Doble agradecimiento, pues una vez más pude admirar a ese mítico sex symbol llamado Raquel Welch, que entonces, con 47 años cumplidos, se atrevió con un papel cargado de dramatismo, el de Emily Bauer, una profesora de psicología que en la realidad sucumbió ante el padecimiento de la esclerosis lateral amiotrófica (ELA). Por este logrado trabajo, obtendría una nominación actriz al Globo de Oro como mejor actriz. Visualicé la cinta y una avalancha de penosos recuerdos se me vino encima. Hace años, nuestra felicidad familiar se vio golpeada por la pérdida de un tío que, en la flor de la vida, falleció como consecuencia de esta devastadora enfermedad neurodegenerativa. A día de hoy, todavía no existe la cura efectiva para tanto sufrimiento.

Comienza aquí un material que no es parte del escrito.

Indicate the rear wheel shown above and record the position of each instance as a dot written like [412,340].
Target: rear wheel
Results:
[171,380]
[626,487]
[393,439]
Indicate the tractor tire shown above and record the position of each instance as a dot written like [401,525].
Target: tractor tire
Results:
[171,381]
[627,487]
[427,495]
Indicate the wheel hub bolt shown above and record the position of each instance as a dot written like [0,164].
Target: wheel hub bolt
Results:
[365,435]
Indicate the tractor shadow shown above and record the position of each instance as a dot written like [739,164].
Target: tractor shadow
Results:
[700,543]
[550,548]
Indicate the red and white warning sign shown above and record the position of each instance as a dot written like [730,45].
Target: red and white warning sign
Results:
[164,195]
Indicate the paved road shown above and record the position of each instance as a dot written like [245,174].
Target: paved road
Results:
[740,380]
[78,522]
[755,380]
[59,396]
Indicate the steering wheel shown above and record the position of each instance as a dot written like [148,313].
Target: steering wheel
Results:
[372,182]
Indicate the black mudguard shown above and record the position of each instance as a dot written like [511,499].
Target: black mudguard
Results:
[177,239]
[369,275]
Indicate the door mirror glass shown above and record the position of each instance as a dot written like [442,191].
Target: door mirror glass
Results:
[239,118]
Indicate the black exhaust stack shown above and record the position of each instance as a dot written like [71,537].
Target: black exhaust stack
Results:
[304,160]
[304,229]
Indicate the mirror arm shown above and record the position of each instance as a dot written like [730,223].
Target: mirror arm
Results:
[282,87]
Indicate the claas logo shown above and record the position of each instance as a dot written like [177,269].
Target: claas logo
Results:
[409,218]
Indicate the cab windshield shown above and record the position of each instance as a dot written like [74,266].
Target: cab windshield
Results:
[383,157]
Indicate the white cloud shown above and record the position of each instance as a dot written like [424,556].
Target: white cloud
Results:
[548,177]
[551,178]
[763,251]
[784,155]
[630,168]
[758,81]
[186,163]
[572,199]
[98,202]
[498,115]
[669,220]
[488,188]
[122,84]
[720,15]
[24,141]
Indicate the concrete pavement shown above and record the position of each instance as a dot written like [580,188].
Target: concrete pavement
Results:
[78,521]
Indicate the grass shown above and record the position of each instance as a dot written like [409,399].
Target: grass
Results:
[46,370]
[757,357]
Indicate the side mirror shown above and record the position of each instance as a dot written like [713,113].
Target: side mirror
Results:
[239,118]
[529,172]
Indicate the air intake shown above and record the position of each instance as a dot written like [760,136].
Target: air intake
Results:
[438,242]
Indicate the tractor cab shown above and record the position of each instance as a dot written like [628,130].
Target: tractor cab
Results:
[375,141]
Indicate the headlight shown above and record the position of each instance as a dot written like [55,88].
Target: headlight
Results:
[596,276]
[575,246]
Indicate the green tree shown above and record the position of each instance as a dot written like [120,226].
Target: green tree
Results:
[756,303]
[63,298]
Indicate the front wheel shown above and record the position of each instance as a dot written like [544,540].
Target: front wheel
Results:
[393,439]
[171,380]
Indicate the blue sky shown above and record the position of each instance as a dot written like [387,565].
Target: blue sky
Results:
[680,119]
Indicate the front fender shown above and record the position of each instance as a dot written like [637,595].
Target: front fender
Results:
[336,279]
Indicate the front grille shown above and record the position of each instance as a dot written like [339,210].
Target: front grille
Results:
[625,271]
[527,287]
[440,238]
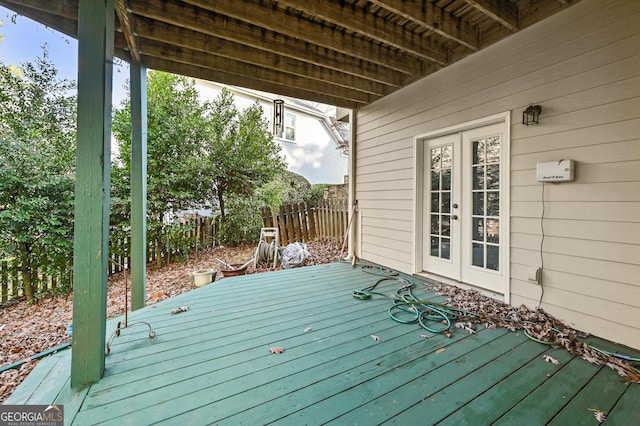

En una escena del film, la protagonista enferma acude al gabinete de una curandera, tal vez buscando el amparo o el consuelo que la medicina contemporánea ya la había negado de antemano. También mi tío y sus seres más queridos peregrinaron por santuarios atestados, cubiles de ensalmadores, casas de chamanes y guaridas de santeros, incluso por sanatorios y dispensarios médicos de diferentes especialidades, experimentando a la par tratamientos ortodoxos y desesperadas terapias experimentales o pseudomilagrosas. El fin de sus días llegó inexorable (como llegará para todos nosotros), pero mientras su musculatura respiratoria se paralizaba, su inteligencia y su sensibilidad se mantuvieron intactas hasta exhalar su último aliento. – La verdad, no sé para qué estudiáis tanto los médicos – me espetó en una ocasión con un afilado suspiro. La verdad, es que yo tampoco lo sé.

En España, el Consejo General de Colegios Farmacéuticos creó en el año 2005 el Centro de Detección de Productos Milagro. ¿De qué estamos hablando? Pues de una serie de sustancias y artefactos que se comercializan con la finalidad de prevenir y curar determinadas enfermedades y trastornos sin haber demostrado científicamente su utilidad para tales fines. La lista es prolija: cremas antiedad (¡ay, si fueran ciertos sus efectos!), untuosos potingues sacamantecas (¡insisto!), dietas portentosas que convertirían a Oliver Hardy en Stan Laurel o múltiples caralladas magnetizadas sabe Dios con qué imanes. Lo gracioso del tema, es que muchos de estos fabricantes dan publicidad a sus productos con anuncios fraudulentos que se cuelan por nuestras televisivas pantallas domésticas.


¿Se acuerdan aún del jeta que se hacía llamar Dr. Rosado, y que prometía curar el hipo rebelde apagándole colillas en la coronilla del jadeante paisano? Algunas veces, me pregunto por qué es tan fácil curar y tan difícil ser médico.